I carry around so much pain from those experiences. I've let them write on the slate of who I am. I've let those bastards win. I doubt any of them even think twice about me nowadays, nor do they realize how much power they still wield over me and my life, or how badly they actually hurt me. But I have to acknowledge that they do have that kind of power over me.

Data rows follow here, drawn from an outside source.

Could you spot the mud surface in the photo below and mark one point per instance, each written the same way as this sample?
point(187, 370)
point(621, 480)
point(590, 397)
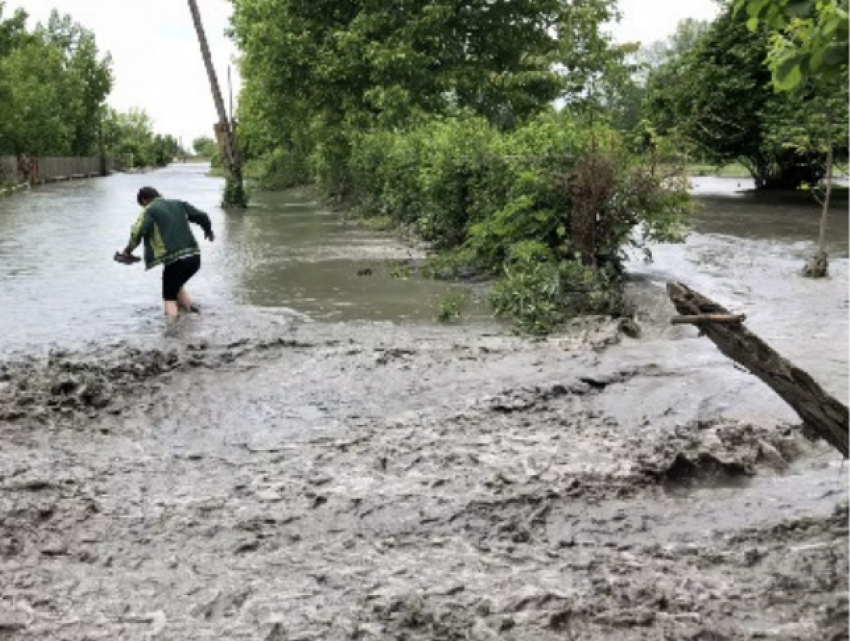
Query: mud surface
point(256, 475)
point(369, 482)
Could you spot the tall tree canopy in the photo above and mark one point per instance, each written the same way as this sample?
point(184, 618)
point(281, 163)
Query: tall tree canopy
point(53, 86)
point(316, 71)
point(719, 96)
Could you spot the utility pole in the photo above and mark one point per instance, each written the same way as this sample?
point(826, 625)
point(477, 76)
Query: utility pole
point(234, 193)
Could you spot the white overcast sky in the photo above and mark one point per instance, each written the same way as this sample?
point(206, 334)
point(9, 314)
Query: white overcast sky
point(158, 67)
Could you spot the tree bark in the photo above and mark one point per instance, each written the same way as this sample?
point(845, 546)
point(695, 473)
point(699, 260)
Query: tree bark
point(819, 411)
point(234, 191)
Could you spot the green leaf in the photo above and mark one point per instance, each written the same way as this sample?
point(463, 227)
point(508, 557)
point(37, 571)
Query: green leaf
point(787, 75)
point(800, 8)
point(835, 55)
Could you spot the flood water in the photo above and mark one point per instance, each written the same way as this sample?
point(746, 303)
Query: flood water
point(284, 258)
point(289, 257)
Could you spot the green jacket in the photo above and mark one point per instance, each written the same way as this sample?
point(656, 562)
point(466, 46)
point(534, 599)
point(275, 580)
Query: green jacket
point(164, 226)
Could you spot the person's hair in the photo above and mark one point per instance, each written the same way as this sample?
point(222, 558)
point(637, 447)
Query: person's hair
point(146, 194)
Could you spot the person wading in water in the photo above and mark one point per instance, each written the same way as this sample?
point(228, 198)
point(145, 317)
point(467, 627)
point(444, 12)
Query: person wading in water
point(163, 225)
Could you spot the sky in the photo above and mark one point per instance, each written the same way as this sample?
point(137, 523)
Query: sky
point(157, 64)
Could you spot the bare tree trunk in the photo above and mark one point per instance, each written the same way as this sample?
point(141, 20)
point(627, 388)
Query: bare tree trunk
point(234, 192)
point(819, 411)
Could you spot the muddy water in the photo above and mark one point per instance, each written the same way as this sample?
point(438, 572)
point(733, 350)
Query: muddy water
point(258, 476)
point(287, 256)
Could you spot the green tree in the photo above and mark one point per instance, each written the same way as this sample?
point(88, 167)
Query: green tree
point(808, 56)
point(316, 72)
point(204, 146)
point(809, 38)
point(720, 98)
point(53, 87)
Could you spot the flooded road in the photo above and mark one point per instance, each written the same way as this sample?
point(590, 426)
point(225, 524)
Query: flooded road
point(286, 256)
point(265, 474)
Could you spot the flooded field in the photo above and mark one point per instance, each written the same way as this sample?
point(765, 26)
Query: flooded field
point(314, 458)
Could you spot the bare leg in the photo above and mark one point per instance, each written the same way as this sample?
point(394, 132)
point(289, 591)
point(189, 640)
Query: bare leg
point(184, 301)
point(170, 307)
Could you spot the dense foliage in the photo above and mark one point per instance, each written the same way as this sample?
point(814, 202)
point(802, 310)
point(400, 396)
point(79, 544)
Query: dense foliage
point(53, 88)
point(809, 38)
point(438, 116)
point(719, 97)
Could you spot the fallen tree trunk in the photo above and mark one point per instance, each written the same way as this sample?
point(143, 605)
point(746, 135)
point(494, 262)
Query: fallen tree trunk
point(820, 412)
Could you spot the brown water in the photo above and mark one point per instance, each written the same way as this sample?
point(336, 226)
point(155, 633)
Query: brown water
point(284, 258)
point(259, 476)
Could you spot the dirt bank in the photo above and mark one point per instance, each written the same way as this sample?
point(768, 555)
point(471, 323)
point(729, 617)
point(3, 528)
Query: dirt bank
point(380, 482)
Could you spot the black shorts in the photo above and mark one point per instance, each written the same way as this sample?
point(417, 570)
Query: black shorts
point(177, 274)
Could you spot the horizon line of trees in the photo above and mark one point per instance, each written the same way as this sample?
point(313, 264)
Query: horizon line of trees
point(54, 84)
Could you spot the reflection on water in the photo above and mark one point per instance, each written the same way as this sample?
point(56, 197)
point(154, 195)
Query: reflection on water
point(795, 218)
point(59, 282)
point(287, 256)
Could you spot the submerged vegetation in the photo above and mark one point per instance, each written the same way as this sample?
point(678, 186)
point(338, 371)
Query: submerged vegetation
point(441, 119)
point(54, 82)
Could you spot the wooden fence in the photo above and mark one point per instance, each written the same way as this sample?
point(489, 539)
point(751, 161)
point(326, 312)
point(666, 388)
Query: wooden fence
point(36, 170)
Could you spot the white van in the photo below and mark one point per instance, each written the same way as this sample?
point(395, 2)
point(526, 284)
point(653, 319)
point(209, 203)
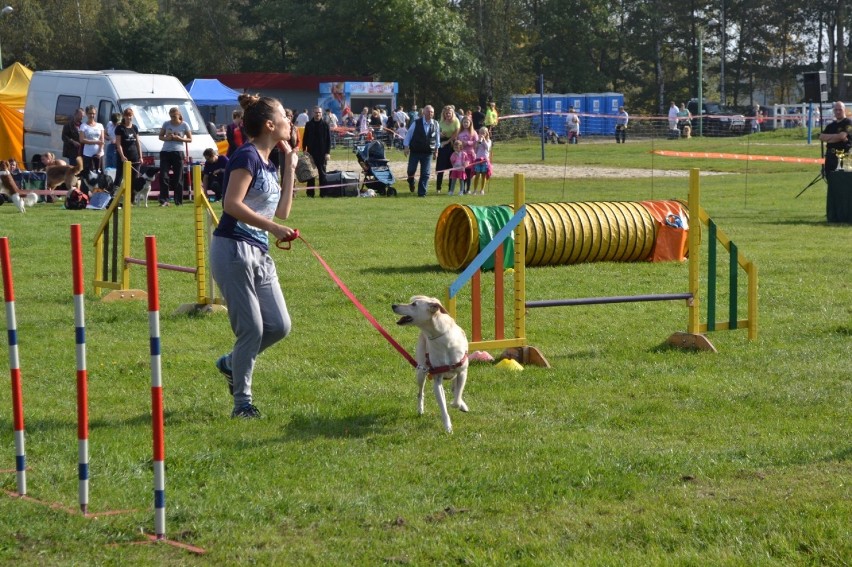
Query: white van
point(54, 96)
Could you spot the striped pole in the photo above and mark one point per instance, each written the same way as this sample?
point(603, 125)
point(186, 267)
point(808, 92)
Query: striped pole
point(14, 367)
point(82, 374)
point(156, 389)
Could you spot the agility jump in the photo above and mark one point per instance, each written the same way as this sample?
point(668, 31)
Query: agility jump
point(112, 238)
point(518, 348)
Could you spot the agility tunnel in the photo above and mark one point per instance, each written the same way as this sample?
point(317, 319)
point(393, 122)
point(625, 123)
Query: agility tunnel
point(568, 233)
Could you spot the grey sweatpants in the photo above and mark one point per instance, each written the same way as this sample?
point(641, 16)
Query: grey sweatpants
point(249, 284)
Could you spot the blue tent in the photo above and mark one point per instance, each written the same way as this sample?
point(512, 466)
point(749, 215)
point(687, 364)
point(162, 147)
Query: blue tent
point(210, 92)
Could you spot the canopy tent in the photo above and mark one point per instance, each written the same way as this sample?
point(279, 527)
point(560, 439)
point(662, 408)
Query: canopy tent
point(14, 84)
point(210, 92)
point(11, 134)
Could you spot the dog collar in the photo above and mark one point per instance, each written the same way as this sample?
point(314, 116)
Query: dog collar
point(434, 370)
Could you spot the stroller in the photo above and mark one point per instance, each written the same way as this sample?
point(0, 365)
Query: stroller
point(377, 174)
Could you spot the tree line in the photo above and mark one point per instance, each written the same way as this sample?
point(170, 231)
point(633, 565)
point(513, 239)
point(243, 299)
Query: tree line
point(462, 51)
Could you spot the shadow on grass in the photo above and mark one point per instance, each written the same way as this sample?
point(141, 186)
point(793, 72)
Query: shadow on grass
point(799, 222)
point(404, 270)
point(304, 426)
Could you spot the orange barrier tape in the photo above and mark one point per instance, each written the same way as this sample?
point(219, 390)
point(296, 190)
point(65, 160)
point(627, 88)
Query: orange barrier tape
point(745, 157)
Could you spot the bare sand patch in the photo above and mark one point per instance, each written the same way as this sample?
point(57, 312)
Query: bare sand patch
point(538, 171)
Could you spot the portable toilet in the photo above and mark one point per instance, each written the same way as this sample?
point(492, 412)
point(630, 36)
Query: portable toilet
point(611, 103)
point(595, 109)
point(534, 107)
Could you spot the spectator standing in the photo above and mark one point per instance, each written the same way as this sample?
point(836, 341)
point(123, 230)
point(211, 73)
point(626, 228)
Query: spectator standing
point(450, 126)
point(128, 147)
point(491, 119)
point(71, 137)
point(317, 142)
point(572, 126)
point(363, 124)
point(478, 118)
point(482, 164)
point(621, 120)
point(111, 154)
point(468, 137)
point(673, 115)
point(302, 118)
point(175, 134)
point(421, 147)
point(400, 116)
point(235, 133)
point(239, 250)
point(376, 124)
point(756, 120)
point(459, 161)
point(837, 135)
point(213, 173)
point(684, 121)
point(92, 140)
point(331, 120)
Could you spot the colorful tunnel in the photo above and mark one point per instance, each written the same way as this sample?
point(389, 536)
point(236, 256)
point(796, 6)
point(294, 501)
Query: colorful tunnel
point(560, 233)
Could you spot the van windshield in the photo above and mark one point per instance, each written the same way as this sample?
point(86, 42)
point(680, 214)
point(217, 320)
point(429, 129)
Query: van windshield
point(150, 115)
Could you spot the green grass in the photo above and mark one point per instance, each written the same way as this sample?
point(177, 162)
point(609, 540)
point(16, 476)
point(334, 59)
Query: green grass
point(624, 453)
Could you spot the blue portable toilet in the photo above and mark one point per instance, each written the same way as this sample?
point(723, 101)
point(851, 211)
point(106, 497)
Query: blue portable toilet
point(534, 108)
point(611, 103)
point(595, 122)
point(578, 102)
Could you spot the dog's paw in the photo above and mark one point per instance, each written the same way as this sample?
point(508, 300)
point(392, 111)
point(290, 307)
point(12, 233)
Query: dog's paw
point(18, 202)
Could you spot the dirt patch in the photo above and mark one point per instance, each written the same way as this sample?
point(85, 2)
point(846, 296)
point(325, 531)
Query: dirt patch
point(536, 171)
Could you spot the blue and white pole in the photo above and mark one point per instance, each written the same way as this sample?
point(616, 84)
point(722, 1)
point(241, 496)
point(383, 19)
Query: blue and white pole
point(156, 389)
point(14, 367)
point(82, 374)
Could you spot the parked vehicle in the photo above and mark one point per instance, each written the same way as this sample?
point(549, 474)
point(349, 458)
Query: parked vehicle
point(54, 96)
point(717, 120)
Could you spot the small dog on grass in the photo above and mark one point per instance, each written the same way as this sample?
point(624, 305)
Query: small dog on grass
point(142, 185)
point(441, 352)
point(9, 190)
point(63, 174)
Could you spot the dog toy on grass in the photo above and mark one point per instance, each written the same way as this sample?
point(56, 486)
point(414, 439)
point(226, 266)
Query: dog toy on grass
point(480, 356)
point(509, 364)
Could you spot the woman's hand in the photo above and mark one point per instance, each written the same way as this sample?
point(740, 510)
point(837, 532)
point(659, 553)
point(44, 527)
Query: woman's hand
point(284, 233)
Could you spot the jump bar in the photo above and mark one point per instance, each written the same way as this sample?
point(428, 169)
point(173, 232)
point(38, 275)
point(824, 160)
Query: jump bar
point(611, 299)
point(161, 265)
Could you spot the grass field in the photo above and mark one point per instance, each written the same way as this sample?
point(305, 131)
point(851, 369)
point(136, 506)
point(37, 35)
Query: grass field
point(624, 453)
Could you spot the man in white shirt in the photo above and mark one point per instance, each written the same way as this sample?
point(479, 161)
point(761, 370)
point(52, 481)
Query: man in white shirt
point(572, 126)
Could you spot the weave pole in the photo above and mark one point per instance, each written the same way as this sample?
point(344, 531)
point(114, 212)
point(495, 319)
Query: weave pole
point(156, 389)
point(14, 367)
point(82, 373)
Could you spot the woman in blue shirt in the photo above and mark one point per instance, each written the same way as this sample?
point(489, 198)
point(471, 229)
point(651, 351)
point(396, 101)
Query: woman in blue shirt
point(239, 252)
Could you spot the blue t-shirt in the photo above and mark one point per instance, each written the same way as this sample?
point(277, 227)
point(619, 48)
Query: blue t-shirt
point(262, 196)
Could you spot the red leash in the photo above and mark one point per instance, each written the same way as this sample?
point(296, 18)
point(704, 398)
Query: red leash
point(285, 244)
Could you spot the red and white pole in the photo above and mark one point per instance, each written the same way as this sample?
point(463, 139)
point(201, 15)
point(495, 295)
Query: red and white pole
point(156, 389)
point(82, 373)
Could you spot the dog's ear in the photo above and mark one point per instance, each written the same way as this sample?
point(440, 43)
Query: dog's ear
point(436, 307)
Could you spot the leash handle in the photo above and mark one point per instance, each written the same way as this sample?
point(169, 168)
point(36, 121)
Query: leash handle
point(287, 243)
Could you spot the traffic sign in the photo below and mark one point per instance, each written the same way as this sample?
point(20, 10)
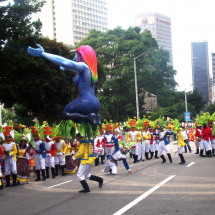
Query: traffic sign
point(187, 116)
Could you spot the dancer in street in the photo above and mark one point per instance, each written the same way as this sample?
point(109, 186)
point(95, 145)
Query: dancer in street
point(86, 165)
point(118, 155)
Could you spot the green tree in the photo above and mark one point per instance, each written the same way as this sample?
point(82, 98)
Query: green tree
point(16, 118)
point(116, 50)
point(210, 109)
point(15, 19)
point(35, 83)
point(175, 111)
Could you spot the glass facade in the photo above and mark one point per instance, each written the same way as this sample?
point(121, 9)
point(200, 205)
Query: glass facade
point(69, 21)
point(160, 27)
point(200, 68)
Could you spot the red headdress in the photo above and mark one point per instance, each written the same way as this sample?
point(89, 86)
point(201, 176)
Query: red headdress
point(115, 126)
point(33, 130)
point(7, 130)
point(132, 122)
point(89, 57)
point(108, 127)
point(47, 130)
point(101, 130)
point(146, 124)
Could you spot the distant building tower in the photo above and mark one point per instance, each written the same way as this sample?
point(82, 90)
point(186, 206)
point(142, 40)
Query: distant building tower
point(69, 21)
point(160, 27)
point(213, 66)
point(200, 67)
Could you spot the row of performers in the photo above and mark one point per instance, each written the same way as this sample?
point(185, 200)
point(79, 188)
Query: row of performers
point(49, 154)
point(46, 155)
point(205, 140)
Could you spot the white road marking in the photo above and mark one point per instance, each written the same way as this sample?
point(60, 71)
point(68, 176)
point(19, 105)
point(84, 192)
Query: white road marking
point(190, 164)
point(59, 184)
point(143, 196)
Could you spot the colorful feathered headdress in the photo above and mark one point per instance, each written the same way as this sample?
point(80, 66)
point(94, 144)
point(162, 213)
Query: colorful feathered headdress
point(7, 130)
point(89, 57)
point(56, 132)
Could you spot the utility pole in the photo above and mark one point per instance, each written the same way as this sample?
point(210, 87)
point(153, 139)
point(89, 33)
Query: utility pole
point(0, 115)
point(185, 100)
point(136, 89)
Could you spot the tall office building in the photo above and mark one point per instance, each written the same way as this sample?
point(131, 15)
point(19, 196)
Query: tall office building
point(213, 67)
point(69, 21)
point(200, 67)
point(160, 27)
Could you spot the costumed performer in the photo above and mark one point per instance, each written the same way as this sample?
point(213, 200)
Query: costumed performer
point(199, 136)
point(40, 154)
point(23, 168)
point(1, 181)
point(50, 152)
point(60, 154)
point(86, 165)
point(71, 165)
point(98, 149)
point(10, 151)
point(163, 143)
point(134, 136)
point(109, 140)
point(118, 155)
point(207, 134)
point(84, 64)
point(146, 135)
point(154, 139)
point(181, 144)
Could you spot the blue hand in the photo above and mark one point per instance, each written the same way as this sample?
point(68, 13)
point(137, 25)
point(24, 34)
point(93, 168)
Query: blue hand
point(36, 52)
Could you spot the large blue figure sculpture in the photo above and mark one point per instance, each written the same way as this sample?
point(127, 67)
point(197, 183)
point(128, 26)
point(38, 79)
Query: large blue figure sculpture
point(84, 64)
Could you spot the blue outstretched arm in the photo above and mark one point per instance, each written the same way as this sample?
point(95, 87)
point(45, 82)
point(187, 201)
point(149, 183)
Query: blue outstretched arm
point(125, 164)
point(63, 62)
point(42, 148)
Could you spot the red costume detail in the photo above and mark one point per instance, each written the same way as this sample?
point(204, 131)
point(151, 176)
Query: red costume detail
point(53, 150)
point(207, 134)
point(198, 135)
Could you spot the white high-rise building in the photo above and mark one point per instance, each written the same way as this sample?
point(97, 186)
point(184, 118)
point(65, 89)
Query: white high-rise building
point(69, 21)
point(160, 27)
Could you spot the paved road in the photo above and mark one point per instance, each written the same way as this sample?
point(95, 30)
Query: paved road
point(189, 191)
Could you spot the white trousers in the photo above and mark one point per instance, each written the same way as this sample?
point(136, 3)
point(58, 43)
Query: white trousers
point(207, 145)
point(142, 151)
point(59, 160)
point(49, 161)
point(147, 146)
point(10, 166)
point(162, 147)
point(110, 165)
point(39, 162)
point(135, 150)
point(180, 149)
point(84, 171)
point(201, 144)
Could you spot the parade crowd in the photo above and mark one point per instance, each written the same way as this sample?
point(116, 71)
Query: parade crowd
point(43, 150)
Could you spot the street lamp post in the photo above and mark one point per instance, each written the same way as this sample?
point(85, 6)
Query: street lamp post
point(136, 90)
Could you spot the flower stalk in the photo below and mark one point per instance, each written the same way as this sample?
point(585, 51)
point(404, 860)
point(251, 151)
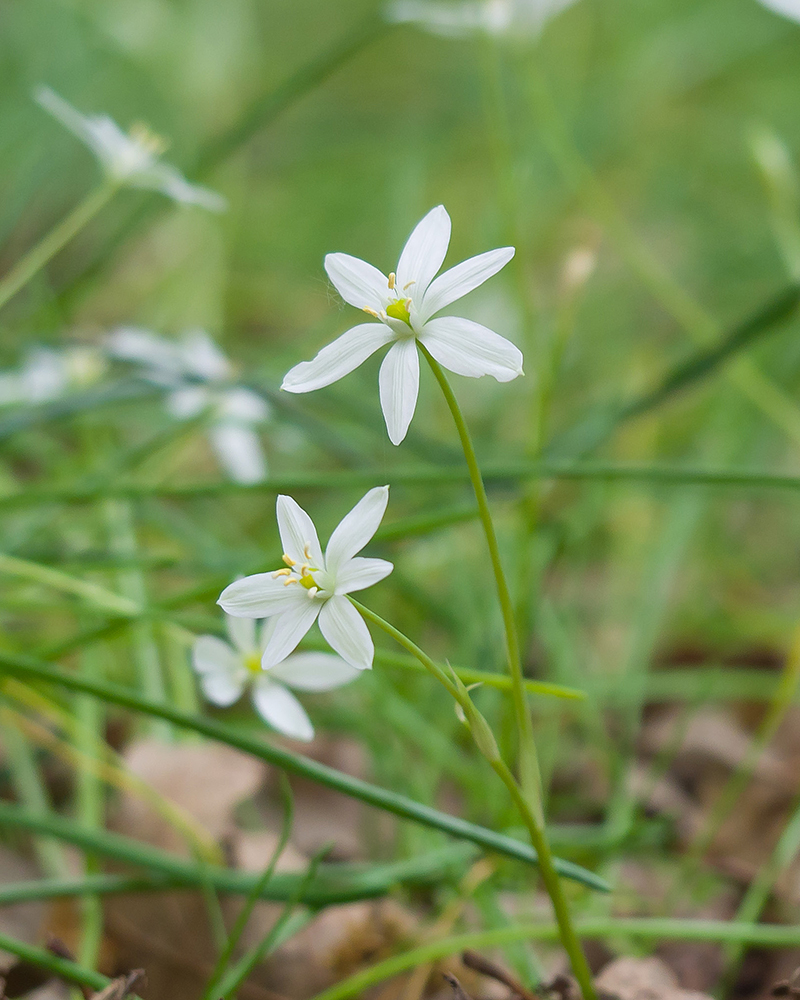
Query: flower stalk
point(530, 816)
point(58, 237)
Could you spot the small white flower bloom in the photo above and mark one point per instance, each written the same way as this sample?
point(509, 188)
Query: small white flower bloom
point(789, 8)
point(405, 305)
point(312, 585)
point(47, 374)
point(130, 160)
point(501, 18)
point(226, 669)
point(200, 378)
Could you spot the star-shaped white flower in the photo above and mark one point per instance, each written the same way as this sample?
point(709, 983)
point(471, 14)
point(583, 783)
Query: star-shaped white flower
point(131, 160)
point(312, 585)
point(405, 304)
point(501, 18)
point(47, 374)
point(200, 378)
point(789, 8)
point(226, 669)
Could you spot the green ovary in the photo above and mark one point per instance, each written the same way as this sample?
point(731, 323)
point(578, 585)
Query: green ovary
point(399, 310)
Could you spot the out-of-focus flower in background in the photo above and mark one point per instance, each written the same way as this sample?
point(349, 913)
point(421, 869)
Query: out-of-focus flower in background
point(226, 669)
point(789, 8)
point(48, 373)
point(405, 305)
point(200, 379)
point(510, 18)
point(128, 159)
point(312, 585)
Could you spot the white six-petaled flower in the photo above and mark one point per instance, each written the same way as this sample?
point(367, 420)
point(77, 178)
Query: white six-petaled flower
point(226, 669)
point(500, 18)
point(47, 374)
point(405, 305)
point(200, 380)
point(128, 159)
point(311, 585)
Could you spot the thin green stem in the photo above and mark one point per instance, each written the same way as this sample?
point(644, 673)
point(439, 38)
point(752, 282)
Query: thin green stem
point(639, 928)
point(381, 798)
point(529, 767)
point(253, 897)
point(58, 237)
point(569, 938)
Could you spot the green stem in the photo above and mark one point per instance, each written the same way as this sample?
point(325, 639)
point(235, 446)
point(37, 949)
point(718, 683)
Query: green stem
point(569, 938)
point(529, 766)
point(58, 237)
point(640, 928)
point(382, 798)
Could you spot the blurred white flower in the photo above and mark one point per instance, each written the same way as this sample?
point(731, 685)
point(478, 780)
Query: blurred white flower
point(312, 586)
point(517, 18)
point(200, 380)
point(404, 304)
point(129, 159)
point(789, 8)
point(47, 374)
point(226, 669)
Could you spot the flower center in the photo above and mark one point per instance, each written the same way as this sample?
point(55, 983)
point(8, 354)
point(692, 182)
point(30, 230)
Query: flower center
point(299, 572)
point(399, 310)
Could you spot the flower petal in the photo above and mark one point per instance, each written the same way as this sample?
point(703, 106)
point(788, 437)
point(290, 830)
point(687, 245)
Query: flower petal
point(356, 528)
point(359, 283)
point(468, 348)
point(399, 387)
point(358, 574)
point(314, 671)
point(298, 534)
point(259, 596)
point(238, 449)
point(242, 632)
point(222, 674)
point(347, 633)
point(462, 278)
point(290, 628)
point(424, 253)
point(338, 359)
point(281, 709)
point(188, 401)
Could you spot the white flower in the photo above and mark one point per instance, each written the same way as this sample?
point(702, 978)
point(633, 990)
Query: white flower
point(47, 374)
point(130, 160)
point(312, 586)
point(509, 18)
point(789, 8)
point(226, 669)
point(200, 378)
point(405, 304)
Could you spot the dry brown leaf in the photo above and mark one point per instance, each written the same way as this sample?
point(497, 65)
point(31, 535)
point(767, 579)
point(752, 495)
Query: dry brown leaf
point(642, 979)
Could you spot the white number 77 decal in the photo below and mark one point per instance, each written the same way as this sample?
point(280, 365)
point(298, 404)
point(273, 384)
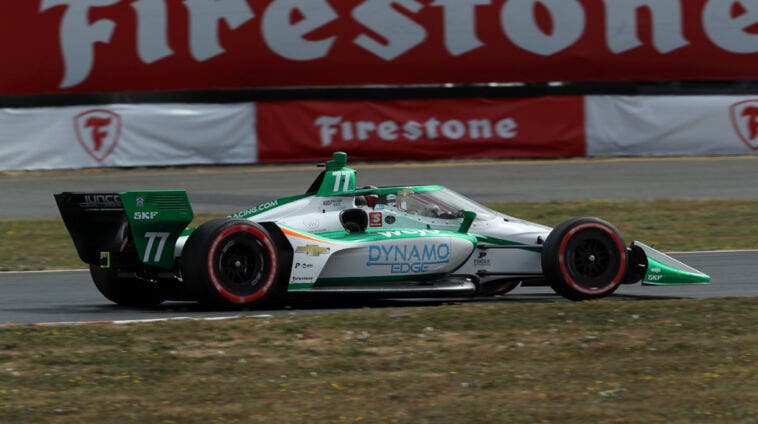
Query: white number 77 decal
point(338, 177)
point(151, 236)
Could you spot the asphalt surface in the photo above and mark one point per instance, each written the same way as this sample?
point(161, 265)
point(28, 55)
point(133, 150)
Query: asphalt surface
point(228, 189)
point(70, 296)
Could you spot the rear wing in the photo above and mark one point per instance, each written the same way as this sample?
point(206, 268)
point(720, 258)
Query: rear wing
point(122, 230)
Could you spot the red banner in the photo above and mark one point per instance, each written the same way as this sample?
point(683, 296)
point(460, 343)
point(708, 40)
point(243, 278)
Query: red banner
point(54, 46)
point(421, 129)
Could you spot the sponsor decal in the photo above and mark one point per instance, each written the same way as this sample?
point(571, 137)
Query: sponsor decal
point(336, 129)
point(404, 233)
point(311, 223)
point(408, 259)
point(312, 250)
point(256, 209)
point(98, 131)
point(302, 279)
point(375, 219)
point(482, 259)
point(95, 201)
point(145, 216)
point(745, 121)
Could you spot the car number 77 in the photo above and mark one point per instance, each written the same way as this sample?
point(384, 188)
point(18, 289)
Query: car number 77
point(151, 236)
point(338, 177)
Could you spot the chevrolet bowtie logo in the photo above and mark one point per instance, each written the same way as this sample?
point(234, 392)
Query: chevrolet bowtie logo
point(312, 250)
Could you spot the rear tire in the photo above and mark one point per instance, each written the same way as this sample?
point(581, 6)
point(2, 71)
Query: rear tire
point(584, 258)
point(233, 262)
point(125, 291)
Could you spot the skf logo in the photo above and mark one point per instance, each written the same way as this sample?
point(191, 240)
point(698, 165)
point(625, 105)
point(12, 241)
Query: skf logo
point(312, 250)
point(745, 121)
point(98, 131)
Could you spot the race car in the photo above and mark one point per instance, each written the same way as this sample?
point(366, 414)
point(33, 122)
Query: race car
point(336, 238)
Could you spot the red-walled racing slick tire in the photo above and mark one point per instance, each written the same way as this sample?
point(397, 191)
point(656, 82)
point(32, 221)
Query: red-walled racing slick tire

I feel like I am wasting my life. This isn't how I'm supposed to be like. I'm not supposed to be alone, lonely and isolated. I'm not supposed to be sleeping my weekends away, trying to avoid those lonely feelings. I'm not supposed to be obese and living with type 2 diabetes. I'm not supposed to be who I am. I think that is the source of my pain. I don't feel like I am living true to my authentic self. I don't even know who that authentic self is anymore.

I made a call yesterday to my doctor to try to get him to refer me to a mental health office for some therapy. I can't afford to go to a therapist all the time, who basically keeps telling me I need to change my diet anyways. I need to deal with these past traumas that still haunt me and make me feel like I'm not worthy enough to take good care of myself. It's kind of like I am punishing myself or something. At least that's how it feels like. But what do I feel guilty about? What did I do that is so unforgiveable?

Inevitably, I finally ventured out of the house yesterday at around 3:00. I got a personal pan pizza and Diet Pepsi (starting to creep back into my life...) and went to Staples to print out my first assignment for my BED session, as I was not in the office and couldn't print it at home. Then I went to the mall, had a DQ blizzard and went to the Indigo book store. I spotted a book at the entrance about gaining control over emotional eating that caught my eye right away. It was almost like it was calling to me in a weird way. Then I went to the self-help/health area. I was just scanning the books to see if something would jump out at me, and indeed something did.

It's based on her popular book the life-changing magic of tidying up, but illustrated in a manga style. I'm already about halfway through the book in one night of reading it, which means this format is perfect for me. Another problem I have is buying books and wanting to read them, but not getting around to them. Yet another issue I have is with my environment, both home and at work office. I am not a neat and tidy person and will have clutter around quite a lot. I always want to declutter and get rid of stuff but never know how or where to start. This book is already teaching me some things.

So, just so I know you are paying attention here, this year I seem to be concerned about my emotional eating, binge eating disorder, excessive sleeping, and my messy life. Basically, a lot going on internally right now.

I have to find a way to turn on the switch that went off a long time ago. That message I sent to myself that I'm not worthy or important enough. I need to reverse that. I need to put myself first and I need to fix these issues. I won't be happy until I do. This I know to be true. I really hope the BC NDP and Greens have changed the system enough so now I can get a doctor referral. I really need therapy. I'm always trying to analyze myself and fix myself... But wind up falling back into the old patterns, and then of course feel like a massive failure as a result.

Anyways, I'm sure I will write more about my journey. I do feel like I am on a journey now, or a quest. A quest to fix the problems I have and finally figure out how to get a life. It'll take time and a lot of introspection, but must be done. I can't keep putting my life on hold. I am worth it and I do deserve to be happy. I am important and worthy of my attention. My physical health and wellness is as important as my mental health and wellness.

Anyways, thanks for reading, for those who do.